Une décision murement réfléchie, malgré l’insistance des dirigeants de la F1 qui voient là partir l’une des – très – fortes personnalités du paddock.

Compétiteur avant tout, le double champion du Monde ibérique ne cache pas – depuis quelques années – sa volonté d’inscrire son nom au cercle très fermé des vainqueurs de la Triple Couronne GP de F1 de Monaco (et titre de champion du Monde) – 500 Miles d’Indianapolis – 24 Heures du Mans.
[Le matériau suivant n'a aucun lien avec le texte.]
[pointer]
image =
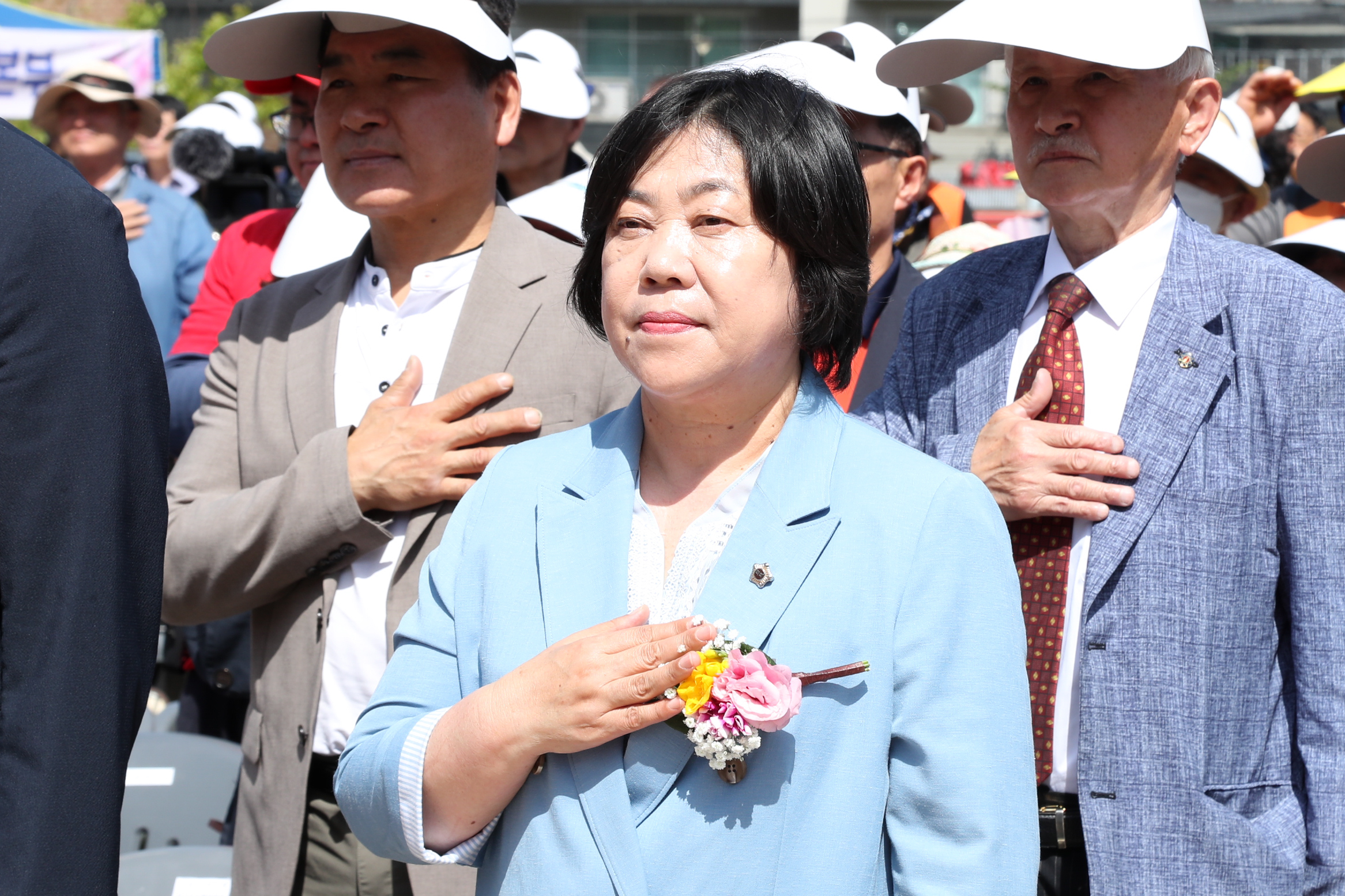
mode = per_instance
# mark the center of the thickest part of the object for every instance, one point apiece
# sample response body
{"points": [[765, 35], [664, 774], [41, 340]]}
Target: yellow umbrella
{"points": [[1324, 86]]}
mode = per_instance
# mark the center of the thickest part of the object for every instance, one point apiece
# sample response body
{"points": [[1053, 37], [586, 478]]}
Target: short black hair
{"points": [[805, 183], [171, 104]]}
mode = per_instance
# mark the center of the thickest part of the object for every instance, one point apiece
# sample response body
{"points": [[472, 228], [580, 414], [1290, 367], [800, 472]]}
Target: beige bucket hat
{"points": [[100, 82]]}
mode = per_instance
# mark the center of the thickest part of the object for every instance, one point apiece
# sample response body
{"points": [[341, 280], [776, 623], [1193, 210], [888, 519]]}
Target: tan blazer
{"points": [[263, 517]]}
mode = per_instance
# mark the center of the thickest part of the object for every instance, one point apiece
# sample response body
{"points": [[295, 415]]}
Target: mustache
{"points": [[1067, 143]]}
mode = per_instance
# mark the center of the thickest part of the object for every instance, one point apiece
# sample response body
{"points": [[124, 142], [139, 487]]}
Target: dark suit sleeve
{"points": [[887, 334], [84, 414]]}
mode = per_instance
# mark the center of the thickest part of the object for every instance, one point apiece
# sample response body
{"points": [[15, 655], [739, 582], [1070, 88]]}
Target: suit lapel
{"points": [[986, 348], [1166, 402], [785, 524], [311, 360], [495, 315], [583, 538]]}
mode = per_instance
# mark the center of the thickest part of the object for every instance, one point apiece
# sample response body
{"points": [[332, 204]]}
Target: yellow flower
{"points": [[696, 690]]}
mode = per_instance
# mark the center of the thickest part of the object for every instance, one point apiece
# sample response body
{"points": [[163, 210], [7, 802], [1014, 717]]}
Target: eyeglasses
{"points": [[899, 153], [288, 125]]}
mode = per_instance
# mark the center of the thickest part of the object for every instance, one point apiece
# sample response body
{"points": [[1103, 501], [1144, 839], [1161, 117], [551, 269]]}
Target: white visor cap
{"points": [[559, 205], [229, 115], [1321, 167], [281, 39], [1329, 236], [549, 73], [1140, 34], [835, 77], [1233, 145], [321, 233]]}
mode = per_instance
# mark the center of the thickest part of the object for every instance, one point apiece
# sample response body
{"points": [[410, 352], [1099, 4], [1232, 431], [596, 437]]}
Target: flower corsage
{"points": [[737, 694]]}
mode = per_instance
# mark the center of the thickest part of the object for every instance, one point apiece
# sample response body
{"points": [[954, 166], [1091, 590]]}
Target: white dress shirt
{"points": [[669, 598], [374, 340], [1124, 282]]}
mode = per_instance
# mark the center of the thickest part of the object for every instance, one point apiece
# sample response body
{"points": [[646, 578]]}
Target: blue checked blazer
{"points": [[1212, 744]]}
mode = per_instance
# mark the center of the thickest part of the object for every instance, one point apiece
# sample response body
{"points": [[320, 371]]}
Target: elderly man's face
{"points": [[402, 128], [89, 129], [1092, 136]]}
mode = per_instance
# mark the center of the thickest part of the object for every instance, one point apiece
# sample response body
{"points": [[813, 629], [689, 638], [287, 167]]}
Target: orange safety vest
{"points": [[1321, 213], [950, 202]]}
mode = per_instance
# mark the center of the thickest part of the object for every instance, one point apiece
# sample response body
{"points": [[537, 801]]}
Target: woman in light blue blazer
{"points": [[519, 726]]}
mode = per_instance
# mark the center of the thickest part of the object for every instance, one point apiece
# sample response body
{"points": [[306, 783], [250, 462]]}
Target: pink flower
{"points": [[767, 696], [724, 718]]}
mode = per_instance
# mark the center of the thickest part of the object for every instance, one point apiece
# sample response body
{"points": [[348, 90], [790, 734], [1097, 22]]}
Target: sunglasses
{"points": [[899, 153], [288, 125]]}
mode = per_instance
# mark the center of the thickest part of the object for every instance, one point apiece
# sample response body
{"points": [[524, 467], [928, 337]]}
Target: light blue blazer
{"points": [[912, 778]]}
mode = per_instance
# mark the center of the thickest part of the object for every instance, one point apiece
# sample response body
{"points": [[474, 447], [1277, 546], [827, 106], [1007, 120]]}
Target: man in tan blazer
{"points": [[325, 461]]}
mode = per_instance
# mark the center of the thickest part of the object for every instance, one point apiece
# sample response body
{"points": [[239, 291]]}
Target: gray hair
{"points": [[1195, 63]]}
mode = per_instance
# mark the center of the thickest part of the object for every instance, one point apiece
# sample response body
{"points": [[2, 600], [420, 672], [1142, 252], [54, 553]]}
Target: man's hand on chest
{"points": [[402, 457]]}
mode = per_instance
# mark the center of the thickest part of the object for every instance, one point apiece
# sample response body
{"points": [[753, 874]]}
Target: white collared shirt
{"points": [[374, 340], [1124, 282]]}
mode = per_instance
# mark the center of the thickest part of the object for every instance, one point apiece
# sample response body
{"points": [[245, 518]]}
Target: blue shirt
{"points": [[170, 257]]}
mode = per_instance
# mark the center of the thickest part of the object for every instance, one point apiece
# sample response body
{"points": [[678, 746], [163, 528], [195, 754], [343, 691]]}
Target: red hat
{"points": [[279, 85]]}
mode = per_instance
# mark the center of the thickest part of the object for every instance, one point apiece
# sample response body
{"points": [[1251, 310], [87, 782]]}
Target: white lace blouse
{"points": [[673, 598], [697, 551]]}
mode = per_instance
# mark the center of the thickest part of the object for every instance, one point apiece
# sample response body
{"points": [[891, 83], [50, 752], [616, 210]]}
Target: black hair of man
{"points": [[481, 69], [903, 135], [806, 190], [171, 104]]}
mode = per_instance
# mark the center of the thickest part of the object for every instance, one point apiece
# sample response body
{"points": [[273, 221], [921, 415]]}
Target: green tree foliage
{"points": [[189, 78]]}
Si le premier et le troisième objectifs sont atteints, l’épisode américain manque encore à son palmarès.

Toujours actif – et en galère – au sein de McLaren depuis de nombreuses saisons, Fernando Alonso ne ferme pas totalement la porte à la catégorie reine du sport automobile mondial, se disant prêt à des retrouvailles ultérieures : « Je sais que McLaren va revenir encore plus fort à l’avenir et ce serait peut-être le bon moment de revenir en F1. Cela me ferait très plaisir. 

Toujours est-il qu’avant d’aborder la rentrée à Spa pour le Grand Prix de Belgique, l’Espagnol compte deux titres mondiaux en F1, 97 podiums dont 32 victoires et 22 pole positions à son actif. S’il semble évident qu’il tentera d’ajouter un deuxième sacre dans la Sarthe et un titre mondial d’Endurance au bénéfice de la Super-Saison FIA WEC avec Toyota, seules des rumeurs le voient s’aligner en Indycar dès 2019 avec Indianapolis en ligne de mire.